How to ignore robots.txt in wget

Recursive wget downloads respect a site's published robot rules by default, which is the right behavior for ordinary mirrors, audits, and offline copies. When you have explicit permission to fetch paths that the site blocks from crawlers, you can turn that check off for one bounded run.

Current GNU wget still uses the robots setting for this behavior. The command-line form --execute robots=off disables the usual /robots.txt/ check for the current command, while robots = off in ~/.wgetrc makes the override persistent for that account. The same setting also disables document-level nofollow rules during recursive retrieval.

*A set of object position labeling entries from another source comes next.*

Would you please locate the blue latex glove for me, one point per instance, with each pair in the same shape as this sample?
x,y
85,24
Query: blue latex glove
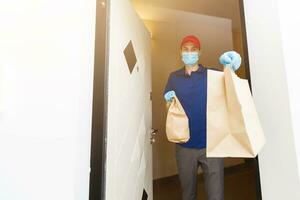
x,y
231,58
169,95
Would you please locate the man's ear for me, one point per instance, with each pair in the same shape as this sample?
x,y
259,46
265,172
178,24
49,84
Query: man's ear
x,y
200,52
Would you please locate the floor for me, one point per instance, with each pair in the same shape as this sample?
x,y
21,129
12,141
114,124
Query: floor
x,y
239,184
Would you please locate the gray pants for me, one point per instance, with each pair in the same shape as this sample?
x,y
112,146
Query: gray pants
x,y
188,161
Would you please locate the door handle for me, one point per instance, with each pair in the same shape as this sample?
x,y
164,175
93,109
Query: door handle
x,y
154,131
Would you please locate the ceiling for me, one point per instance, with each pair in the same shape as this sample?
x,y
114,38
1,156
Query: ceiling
x,y
219,8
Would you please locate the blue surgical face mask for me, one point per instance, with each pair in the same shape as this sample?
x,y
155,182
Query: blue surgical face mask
x,y
190,58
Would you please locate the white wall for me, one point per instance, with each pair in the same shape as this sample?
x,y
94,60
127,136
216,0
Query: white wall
x,y
290,32
273,44
46,64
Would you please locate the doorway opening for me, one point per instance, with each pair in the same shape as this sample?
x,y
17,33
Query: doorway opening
x,y
220,26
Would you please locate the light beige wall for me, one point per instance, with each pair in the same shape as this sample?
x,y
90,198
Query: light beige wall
x,y
238,47
216,37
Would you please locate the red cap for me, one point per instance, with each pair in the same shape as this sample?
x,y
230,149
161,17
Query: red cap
x,y
191,38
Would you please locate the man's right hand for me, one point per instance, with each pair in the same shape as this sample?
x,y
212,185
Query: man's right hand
x,y
169,95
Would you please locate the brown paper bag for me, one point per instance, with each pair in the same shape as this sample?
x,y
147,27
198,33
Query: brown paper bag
x,y
177,123
233,127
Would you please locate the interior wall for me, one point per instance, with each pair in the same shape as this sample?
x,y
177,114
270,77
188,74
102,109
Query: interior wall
x,y
216,37
273,45
46,64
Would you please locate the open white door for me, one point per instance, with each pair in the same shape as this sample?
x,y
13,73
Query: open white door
x,y
129,151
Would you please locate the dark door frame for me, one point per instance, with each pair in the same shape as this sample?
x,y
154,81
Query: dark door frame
x,y
248,76
99,111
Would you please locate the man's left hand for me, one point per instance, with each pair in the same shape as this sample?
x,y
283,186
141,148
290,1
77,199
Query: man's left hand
x,y
232,59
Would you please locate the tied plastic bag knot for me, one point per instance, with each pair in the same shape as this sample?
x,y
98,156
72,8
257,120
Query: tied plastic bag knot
x,y
177,123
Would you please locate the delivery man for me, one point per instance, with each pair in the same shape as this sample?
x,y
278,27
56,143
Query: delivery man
x,y
189,84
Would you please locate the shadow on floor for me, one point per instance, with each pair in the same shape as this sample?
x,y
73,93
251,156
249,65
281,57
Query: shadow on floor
x,y
239,184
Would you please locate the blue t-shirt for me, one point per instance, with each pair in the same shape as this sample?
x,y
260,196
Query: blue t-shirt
x,y
191,90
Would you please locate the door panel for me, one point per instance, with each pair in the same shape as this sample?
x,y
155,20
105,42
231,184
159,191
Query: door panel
x,y
129,152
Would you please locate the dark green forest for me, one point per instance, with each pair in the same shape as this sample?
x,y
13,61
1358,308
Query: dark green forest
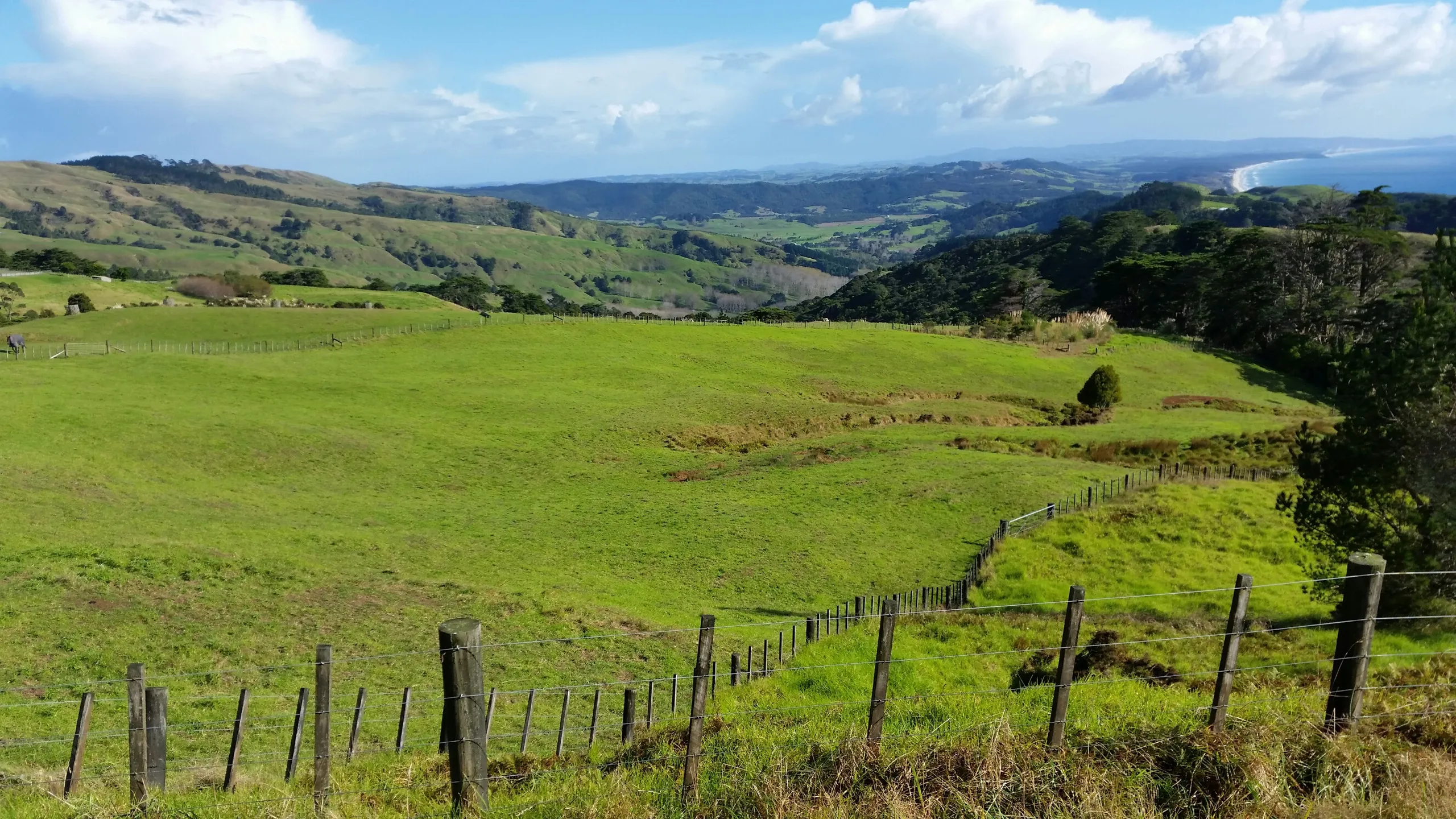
x,y
1288,296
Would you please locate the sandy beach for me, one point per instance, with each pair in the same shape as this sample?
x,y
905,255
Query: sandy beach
x,y
1244,177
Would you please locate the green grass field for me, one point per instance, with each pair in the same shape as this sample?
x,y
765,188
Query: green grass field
x,y
51,292
485,458
142,325
564,480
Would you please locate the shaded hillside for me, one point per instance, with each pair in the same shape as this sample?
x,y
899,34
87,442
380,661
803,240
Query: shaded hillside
x,y
203,218
1289,296
832,200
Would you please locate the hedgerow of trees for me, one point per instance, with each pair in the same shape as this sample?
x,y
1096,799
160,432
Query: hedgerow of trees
x,y
1387,480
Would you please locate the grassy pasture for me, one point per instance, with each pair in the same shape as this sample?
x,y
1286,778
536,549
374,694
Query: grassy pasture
x,y
481,461
548,478
140,325
51,292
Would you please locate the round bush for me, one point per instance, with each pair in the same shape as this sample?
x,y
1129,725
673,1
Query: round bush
x,y
84,301
1103,390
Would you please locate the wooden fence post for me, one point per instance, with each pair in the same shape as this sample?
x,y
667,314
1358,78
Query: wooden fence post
x,y
1066,664
882,684
561,730
354,729
137,732
465,713
698,707
322,725
1229,660
630,716
531,712
235,750
296,739
156,739
1365,576
73,770
596,713
404,721
490,723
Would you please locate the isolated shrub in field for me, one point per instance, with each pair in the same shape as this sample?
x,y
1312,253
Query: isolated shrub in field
x,y
229,286
246,284
204,288
1103,388
8,295
300,278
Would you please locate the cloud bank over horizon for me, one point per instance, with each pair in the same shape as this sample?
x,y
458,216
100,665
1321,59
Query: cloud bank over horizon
x,y
261,78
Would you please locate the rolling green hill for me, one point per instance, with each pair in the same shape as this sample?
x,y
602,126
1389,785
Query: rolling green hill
x,y
586,477
50,292
233,218
736,467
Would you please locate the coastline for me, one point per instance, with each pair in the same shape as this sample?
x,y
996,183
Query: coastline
x,y
1244,177
1247,177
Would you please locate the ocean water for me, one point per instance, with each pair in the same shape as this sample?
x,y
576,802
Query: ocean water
x,y
1428,169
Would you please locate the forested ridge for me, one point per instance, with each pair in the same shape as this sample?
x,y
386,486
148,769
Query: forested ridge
x,y
1290,296
1001,183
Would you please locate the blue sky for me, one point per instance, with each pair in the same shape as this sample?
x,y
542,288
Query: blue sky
x,y
452,92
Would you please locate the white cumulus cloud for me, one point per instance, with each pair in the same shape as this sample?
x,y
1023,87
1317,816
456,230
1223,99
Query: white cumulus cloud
x,y
250,55
1301,53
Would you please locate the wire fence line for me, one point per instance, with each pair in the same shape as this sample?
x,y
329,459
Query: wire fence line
x,y
554,727
557,730
315,341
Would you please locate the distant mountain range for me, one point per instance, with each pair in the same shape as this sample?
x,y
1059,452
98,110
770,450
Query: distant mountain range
x,y
1132,155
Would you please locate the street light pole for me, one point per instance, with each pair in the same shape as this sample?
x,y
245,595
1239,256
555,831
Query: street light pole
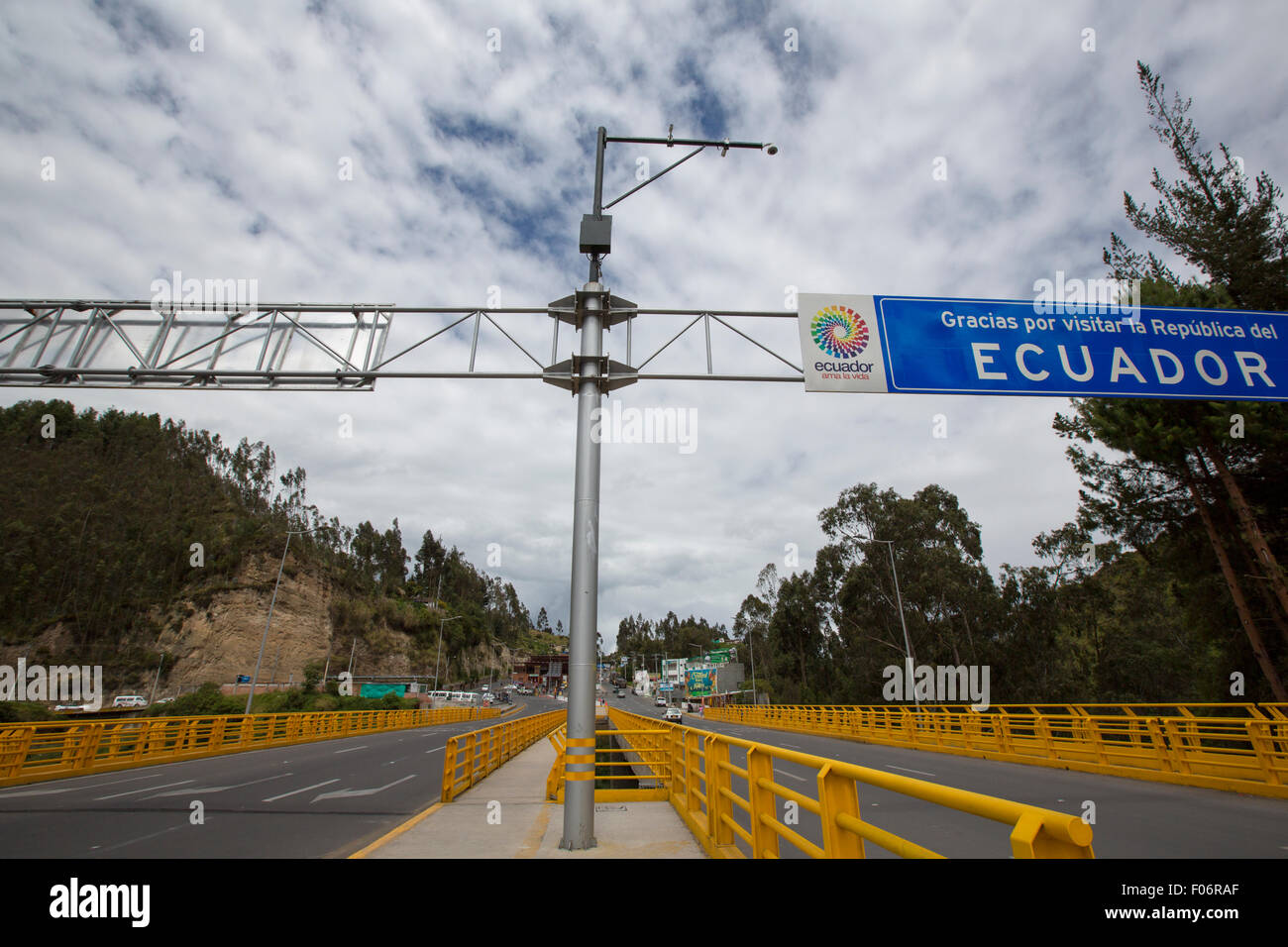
x,y
263,643
439,652
907,643
593,312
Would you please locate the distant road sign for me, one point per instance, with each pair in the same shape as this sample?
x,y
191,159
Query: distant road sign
x,y
939,346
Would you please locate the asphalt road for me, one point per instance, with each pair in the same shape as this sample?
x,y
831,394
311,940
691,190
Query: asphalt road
x,y
1133,818
310,800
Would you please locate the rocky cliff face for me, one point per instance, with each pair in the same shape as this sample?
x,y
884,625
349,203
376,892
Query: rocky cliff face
x,y
222,641
219,637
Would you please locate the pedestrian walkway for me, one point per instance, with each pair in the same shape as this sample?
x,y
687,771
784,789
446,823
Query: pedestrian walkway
x,y
506,815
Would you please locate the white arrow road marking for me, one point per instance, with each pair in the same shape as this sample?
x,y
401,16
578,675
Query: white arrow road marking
x,y
317,785
147,789
217,789
919,772
349,793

Use the override narrowly. Keep the start URL, recursion depth, and output directory explicit, and restore the default policy when the approved capture is finished so later recursive jobs do not keep bypassing crawl rules.

Steps to ignore robots.txt in wget:

Review the published crawler policy before bypassing it.
```
$ wget --quiet --output-document=- https://archive.example.net/robots.txt
User-agent: *
Disallow: /exports/internal/
```
This confirms which path the default recursive run will refuse to fetch.

Run the recursive download once with the default policy and confirm that only the allowed files are saved.

$ wget --recursive --level=1 --no-parent https://archive.example.net/exports/
Saving to: 'archive.example.net/exports/index.html'
Loading robots.txt; please ignore errors.
Saving to: 'archive.example.net/robots.txt'
Saving to: 'archive.example.net/exports/public/status.html'
Downloaded: 3 files, 472 in 0s

The baseline run makes the later override easy to audit because the blocked path is still absent.

Re-run the same command with --execute robots=off and confirm that the previously blocked path is now downloaded.

$ wget --recursive --level=1 --no-parent --execute robots=off https://archive.example.net/exports/
Saving to: 'archive.example.net/exports/index.html'
Saving to: 'archive.example.net/exports/public/status.html'
Saving to: 'archive.example.net/exports/internal/report.html'
Downloaded: 3 files, 588 in 0s

Use this only for approved captures. The short -e robots=off form is the same override.

Persist the override in ~/.wgetrc only when the same approved recursive job must repeat under the same account.
```
~/.wgetrc
robots = off
```
This changes every later recursive wget run for that user until you remove it or set it back to on. Related: How to configure default options in ~/.wgetrc
Check the downloaded tree before you hand the result to another system or user.
```
$ ls archive.example.net/exports/internal
report.html
```
A file in the blocked directory confirms that the override was active for that run.
Restore the default crawler policy as soon as the special-case download is complete.
```
~/.wgetrc
robots = on
```
Remove the override entirely if you do not want any saved robots setting in the user profile.